THE PRICE OF FRIENDSHIP
Unlike the wars in Vietnam and Afghanistan, which relied on which side had the highest tolerance for pain, this war appears like it is being fought on American terms. To be lost by which side runs dry of resources first. From across the wide buffer of the Atlantic, instead of facilitating the compromises necessary for peace, Biden alluded to the need for a regime change in Russia, has pressed on with sanctions and sustained the flow of aid and reinforcements to Ukraine. Who will get weighed down first by this hawkish American stance?
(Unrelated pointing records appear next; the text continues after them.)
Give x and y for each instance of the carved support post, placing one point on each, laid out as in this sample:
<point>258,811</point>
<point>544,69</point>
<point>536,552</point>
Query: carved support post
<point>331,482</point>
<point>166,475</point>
More than a battered Russia or an emboldened Ukraine, the weakest link in this matrix of conflict may lie in Europe. With a predilection to occupy the moral high ground at the cost of pragmatism in how it defends its sovereign interests, the gradual decline of Europe now has a sense of inevitability. Perhaps Xi and Putin were forewarned by an old Henry Kissinger observation in ways that Zelenskyy and Scholz were not, that “To be an enemy of America can be dangerous, but to be a friend is fatal”.
The Nord Stream wreckage in the Baltic seabed is a contemporary monument to this unfortunate truth.
With research inputs from Shloka Raghavan, a student of global politics at the Cathedral and John Connon School.